Critics of the proposal, chiefly Democrats and many public education advocates, have expressed concern it would weaken the state’s public school system by creating more competition for limited state funding.

“I have no desire to defund our schools or prevent their progress. But I will not turn a blind eye to opportunities for improvement where it’s necessary. A strong public school system is imperative, and my education reform bill has the potential to raise the quality of all schools,” Reynolds said Friday. “Every child deserves a quality education, regardless of income and no matter their ZIP code. And when a school is failing a child, parents should have the ability to change the course of their child’s education for the better. We will always look to create opportunities for every single Iowan, including our youngest.”

The Republican-controlled Iowa Senate passed Reynolds’ proposal this week. Three Senate Republicans voted against it, and a fourth voted against it in committee but in favor of its final passage there.

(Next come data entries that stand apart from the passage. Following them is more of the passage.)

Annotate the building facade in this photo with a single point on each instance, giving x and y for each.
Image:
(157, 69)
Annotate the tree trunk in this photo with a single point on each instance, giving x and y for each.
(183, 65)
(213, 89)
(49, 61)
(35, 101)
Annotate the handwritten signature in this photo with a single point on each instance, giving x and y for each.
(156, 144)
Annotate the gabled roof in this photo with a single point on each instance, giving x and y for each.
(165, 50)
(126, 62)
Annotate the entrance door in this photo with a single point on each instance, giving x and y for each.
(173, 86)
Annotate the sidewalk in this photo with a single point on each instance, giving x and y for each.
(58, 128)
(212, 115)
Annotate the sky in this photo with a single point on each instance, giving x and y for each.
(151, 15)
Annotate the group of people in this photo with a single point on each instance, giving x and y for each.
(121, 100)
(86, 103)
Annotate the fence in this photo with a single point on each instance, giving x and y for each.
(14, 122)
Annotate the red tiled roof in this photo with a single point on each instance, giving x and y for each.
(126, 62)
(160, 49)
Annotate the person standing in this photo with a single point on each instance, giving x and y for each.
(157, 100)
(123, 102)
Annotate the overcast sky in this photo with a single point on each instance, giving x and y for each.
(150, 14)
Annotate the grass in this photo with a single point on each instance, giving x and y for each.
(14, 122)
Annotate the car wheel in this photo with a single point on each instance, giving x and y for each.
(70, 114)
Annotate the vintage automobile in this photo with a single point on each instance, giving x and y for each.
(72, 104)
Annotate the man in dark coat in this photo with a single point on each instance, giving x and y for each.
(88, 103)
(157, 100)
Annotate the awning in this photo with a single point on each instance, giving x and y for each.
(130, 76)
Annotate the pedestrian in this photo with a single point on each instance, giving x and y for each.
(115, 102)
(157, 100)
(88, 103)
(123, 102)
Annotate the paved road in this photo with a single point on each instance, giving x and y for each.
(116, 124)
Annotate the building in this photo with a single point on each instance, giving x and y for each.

In the GOP-controlled House, Speaker Pat Grassley, R-New Hartford, said the bill will be given consideration, but not immediately.

SF 159 likely will need the support of at least 51 of the 59 House Republicans, since it seems unlikely any Democrats will support the measure. All Senate Democrats voted against it.

“During a pandemic when our schools and teachers have been forced to do even more with less, we should be investing more resources in our public schools than ever before. From ever-increasing class sizes to rural consolidation, it’s clear that we need to invest in the kids in our public schools, not take money away for vouchers,” Iowa Democratic Party chairman Ross Wilburn said in a statement. “Every child in Iowa should have the opportunity to go to a top-notch public school with all the tools they need to be successful. Iowa Democrats will continue to fight for world-class public schools for every child, no matter their ZIP code.”